Given its strong share price performance, we think it's worthwhile for Tango Therapeutics shareholders to consider whether its cash burn is concerning. In this article, we define cash burn as its annual (negative) free cash flow, which is the amount of money a company spends each year to fund its growth. The first step is to compare its cash burn with its cash reserves, to give us its 'cash runway'.

View our latest analysis for Tango Therapeutics

When Might Tango Therapeutics Run Out Of Money?

A company's cash runway is calculated by dividing its cash hoard by its cash burn.
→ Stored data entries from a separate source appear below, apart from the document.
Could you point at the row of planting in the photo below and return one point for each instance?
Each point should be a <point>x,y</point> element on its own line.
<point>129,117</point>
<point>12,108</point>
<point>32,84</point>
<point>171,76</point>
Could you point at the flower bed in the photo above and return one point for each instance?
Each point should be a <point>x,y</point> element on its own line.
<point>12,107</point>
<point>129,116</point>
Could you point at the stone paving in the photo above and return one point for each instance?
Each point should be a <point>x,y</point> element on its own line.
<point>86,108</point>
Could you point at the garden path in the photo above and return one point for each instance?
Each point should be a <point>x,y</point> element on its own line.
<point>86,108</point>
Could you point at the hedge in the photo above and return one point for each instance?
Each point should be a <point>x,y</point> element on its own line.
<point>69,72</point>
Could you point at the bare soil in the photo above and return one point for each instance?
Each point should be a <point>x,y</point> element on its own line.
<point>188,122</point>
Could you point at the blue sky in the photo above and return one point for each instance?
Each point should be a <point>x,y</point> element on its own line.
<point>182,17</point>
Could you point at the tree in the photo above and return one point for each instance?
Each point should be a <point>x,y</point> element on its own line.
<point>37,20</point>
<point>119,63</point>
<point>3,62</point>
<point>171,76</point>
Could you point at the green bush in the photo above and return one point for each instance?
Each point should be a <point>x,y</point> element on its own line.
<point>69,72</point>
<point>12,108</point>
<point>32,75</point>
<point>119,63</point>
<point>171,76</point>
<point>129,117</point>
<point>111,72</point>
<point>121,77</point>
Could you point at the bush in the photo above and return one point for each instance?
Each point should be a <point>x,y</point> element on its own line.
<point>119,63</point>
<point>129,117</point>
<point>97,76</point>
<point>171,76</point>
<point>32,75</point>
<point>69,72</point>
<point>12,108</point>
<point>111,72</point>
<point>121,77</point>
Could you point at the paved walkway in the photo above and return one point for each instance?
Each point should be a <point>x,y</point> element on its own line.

When Tango Therapeutics last reported its September 2023 balance sheet in November 2023, it had zero debt and cash worth US$360m. Importantly, its cash burn was US$121m over the trailing twelve months. Therefore, from September 2023 it had 3.0 years of cash runway. That's decent, giving the company a couple years to develop its business. Depicted below, you can see how its cash holdings have changed over time.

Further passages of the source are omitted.